PolyAI on building context-aware voice agents: latency, knowledge bases, and what actually ships

What this stream was about

If you’re building “agentic” support, your hardest problems aren’t the prompts. They’re latency, context, and operational trust: can the system respond fast enough, stay accurate enough, and be debugged when it inevitably goes sideways?

In SurrealDB Stream #34, SurrealDB CEO & co-founder, Tobie Morgan-Hitchcock, sat down with Shawn Wen (CTO & co-founder at PolyAI)* to unpack what it actually* takes to ship context-aware AI agents in enterprise contact centres - especially on voice, where users notice every wobble.

PolyAI builds voice agents for enterprise contact centres (and is expanding into chat and multimodal), with a developer platform and APIs planned for Q1 2026. The conversation focused on why customer support is a uniquely unforgiving domain for AI, and why “bring your own knowledge” only works when the knowledge layer is treated as part of the product - versioned, governed, and optimised for retrieval speed.

The subtext throughout: RAG isn’t the differentiator. The differentiator is the engineering discipline around context, observability, and data ownership.

Key ideas & takeaways

Voice changes the rules: latency is the product

Tobie: PolyAI is automating phone calls. How much does latency shape everything you build?

Shawn: Voice is a different modality. In chat, users tolerate waiting a few seconds. On the phone, if the agent “goes dark” for more than ~5 seconds, people assume something is broken.

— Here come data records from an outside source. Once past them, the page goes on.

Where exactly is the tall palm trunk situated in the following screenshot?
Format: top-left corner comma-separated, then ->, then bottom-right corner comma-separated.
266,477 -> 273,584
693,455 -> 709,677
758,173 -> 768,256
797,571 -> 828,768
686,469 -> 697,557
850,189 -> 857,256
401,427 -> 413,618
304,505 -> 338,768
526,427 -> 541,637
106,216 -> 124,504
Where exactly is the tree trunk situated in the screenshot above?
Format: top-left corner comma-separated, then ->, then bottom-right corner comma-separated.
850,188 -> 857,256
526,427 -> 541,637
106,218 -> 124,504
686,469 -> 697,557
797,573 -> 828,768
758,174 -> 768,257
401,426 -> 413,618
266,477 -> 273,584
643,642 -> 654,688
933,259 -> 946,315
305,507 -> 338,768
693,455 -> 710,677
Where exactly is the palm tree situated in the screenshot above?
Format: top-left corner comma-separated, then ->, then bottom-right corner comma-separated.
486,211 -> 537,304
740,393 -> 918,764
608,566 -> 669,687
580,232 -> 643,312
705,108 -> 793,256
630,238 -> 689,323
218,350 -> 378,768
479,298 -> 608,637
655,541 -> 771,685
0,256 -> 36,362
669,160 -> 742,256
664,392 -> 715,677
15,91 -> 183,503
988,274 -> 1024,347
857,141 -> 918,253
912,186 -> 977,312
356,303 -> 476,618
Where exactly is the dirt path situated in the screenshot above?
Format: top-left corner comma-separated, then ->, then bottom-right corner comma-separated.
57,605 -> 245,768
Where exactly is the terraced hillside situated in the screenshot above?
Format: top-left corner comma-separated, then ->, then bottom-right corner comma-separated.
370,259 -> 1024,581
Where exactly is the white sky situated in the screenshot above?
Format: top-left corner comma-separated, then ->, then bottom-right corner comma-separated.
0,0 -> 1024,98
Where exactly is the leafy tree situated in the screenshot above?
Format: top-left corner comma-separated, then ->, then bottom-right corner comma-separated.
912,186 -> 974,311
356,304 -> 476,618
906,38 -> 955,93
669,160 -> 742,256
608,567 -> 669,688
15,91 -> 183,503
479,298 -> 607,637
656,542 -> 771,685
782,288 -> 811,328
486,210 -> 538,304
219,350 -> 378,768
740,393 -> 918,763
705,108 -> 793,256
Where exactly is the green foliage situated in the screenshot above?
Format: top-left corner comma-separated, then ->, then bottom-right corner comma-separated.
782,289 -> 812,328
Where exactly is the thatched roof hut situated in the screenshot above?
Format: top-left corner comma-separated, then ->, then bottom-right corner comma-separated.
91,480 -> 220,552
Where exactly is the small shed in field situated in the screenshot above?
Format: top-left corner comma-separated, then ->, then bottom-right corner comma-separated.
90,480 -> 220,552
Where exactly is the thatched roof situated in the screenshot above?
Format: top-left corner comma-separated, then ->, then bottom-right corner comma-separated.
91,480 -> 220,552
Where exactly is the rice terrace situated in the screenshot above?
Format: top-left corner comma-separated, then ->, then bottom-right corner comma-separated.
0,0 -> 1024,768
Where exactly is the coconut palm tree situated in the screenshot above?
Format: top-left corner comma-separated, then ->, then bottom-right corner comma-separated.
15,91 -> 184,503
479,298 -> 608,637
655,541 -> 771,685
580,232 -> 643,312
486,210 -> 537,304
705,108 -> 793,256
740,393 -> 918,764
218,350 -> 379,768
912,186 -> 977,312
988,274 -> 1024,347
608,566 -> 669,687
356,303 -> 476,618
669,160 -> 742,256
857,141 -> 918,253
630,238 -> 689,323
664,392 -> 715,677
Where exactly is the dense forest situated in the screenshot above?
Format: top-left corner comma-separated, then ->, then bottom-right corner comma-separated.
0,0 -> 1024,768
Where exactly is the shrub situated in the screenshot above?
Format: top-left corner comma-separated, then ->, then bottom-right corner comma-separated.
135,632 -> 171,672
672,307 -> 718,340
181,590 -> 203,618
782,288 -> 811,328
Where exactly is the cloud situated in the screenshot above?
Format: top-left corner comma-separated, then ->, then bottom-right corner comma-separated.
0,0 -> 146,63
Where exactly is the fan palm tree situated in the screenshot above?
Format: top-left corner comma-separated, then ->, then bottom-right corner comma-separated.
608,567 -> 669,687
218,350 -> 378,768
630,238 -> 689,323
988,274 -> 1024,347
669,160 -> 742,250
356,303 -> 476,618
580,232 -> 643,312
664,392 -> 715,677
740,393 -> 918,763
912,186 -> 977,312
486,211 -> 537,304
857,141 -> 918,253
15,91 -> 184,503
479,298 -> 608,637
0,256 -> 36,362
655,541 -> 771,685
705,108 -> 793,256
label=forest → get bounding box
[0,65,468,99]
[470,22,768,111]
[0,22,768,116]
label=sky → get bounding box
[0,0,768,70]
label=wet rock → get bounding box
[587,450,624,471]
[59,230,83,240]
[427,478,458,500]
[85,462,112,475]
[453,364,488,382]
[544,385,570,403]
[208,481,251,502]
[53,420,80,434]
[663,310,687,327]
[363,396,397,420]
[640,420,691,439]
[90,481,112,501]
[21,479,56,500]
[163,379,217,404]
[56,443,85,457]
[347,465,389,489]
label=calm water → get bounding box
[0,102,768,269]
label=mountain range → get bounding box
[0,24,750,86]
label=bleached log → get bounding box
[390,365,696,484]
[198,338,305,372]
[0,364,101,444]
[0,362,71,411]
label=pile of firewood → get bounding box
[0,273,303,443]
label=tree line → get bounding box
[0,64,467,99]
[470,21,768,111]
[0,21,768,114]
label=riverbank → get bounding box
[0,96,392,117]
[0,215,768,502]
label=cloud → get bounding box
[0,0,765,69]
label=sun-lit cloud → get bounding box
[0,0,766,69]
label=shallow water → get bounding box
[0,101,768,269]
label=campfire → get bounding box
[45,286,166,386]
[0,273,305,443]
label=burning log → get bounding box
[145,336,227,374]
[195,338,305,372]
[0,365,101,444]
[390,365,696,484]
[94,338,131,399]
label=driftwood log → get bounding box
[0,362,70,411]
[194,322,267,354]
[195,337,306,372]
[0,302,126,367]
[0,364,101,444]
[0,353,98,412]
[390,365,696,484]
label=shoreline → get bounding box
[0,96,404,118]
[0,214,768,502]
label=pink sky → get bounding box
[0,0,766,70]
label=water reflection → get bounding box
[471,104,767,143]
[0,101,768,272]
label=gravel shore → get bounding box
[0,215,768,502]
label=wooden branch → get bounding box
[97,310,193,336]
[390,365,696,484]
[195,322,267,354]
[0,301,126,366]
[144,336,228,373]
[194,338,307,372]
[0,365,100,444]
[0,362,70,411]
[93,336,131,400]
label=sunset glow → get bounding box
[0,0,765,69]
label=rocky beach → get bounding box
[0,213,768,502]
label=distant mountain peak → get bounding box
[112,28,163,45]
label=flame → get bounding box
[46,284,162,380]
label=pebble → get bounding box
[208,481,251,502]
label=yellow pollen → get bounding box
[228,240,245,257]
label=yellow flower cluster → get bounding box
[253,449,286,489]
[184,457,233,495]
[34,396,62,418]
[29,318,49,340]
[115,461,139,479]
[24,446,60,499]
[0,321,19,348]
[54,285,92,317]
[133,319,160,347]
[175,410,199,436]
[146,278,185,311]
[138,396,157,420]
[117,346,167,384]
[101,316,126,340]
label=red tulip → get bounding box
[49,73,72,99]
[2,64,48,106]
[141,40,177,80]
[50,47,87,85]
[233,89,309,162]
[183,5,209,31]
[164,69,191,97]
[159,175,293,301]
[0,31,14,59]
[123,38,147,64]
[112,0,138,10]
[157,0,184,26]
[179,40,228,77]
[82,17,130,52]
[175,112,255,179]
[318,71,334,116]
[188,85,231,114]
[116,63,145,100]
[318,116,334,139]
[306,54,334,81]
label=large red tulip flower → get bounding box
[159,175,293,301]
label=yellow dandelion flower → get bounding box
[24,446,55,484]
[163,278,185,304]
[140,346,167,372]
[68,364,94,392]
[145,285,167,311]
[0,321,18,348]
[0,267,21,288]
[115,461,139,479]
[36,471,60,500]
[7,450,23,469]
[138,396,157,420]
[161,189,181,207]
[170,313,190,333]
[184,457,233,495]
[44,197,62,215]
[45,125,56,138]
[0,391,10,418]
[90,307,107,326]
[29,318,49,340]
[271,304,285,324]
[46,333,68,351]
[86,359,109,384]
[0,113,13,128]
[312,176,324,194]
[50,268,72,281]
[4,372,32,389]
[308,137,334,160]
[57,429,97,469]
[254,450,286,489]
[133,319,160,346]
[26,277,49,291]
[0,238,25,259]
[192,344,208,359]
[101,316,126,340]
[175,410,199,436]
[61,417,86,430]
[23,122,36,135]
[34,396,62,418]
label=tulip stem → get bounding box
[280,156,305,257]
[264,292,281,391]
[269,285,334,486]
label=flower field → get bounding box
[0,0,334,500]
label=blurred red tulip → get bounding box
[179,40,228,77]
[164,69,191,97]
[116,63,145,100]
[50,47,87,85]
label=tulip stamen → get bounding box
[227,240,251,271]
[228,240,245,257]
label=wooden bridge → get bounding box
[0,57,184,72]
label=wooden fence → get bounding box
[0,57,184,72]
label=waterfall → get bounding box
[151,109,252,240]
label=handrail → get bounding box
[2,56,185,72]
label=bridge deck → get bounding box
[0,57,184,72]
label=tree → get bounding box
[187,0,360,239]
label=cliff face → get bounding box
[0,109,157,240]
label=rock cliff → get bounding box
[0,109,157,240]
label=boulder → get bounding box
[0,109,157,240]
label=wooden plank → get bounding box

The conversation needs to feel like ping-pong. In production, you’re aiming to keep that back-and-forth under ~1 to 1.5 seconds. Once you creep past ~2 to 2.5 seconds, the whole thing starts to feel clunky - and voice users punish clunky immediately.

Most contact centres don’t have a “knowledge base” - they have documents

Tobie: How often do you see contact centres with a structured, centralised knowledge base?

Shawn: Almost never. Support teams were built around humans, and humans are excellent at absorbing messy, unstructured information. So knowledge tends to live in Google Docs, Word docs, PDFs, and “whatever the last manager decided”.

That works (barely) when a person is doing the job. The moment you try to automate, you hit the hard question: where is the single source of truth?

Accuracy is mostly a context problem (and AI exposes weak processes)

Tobie: How do organisations improve accuracy for customer support agents?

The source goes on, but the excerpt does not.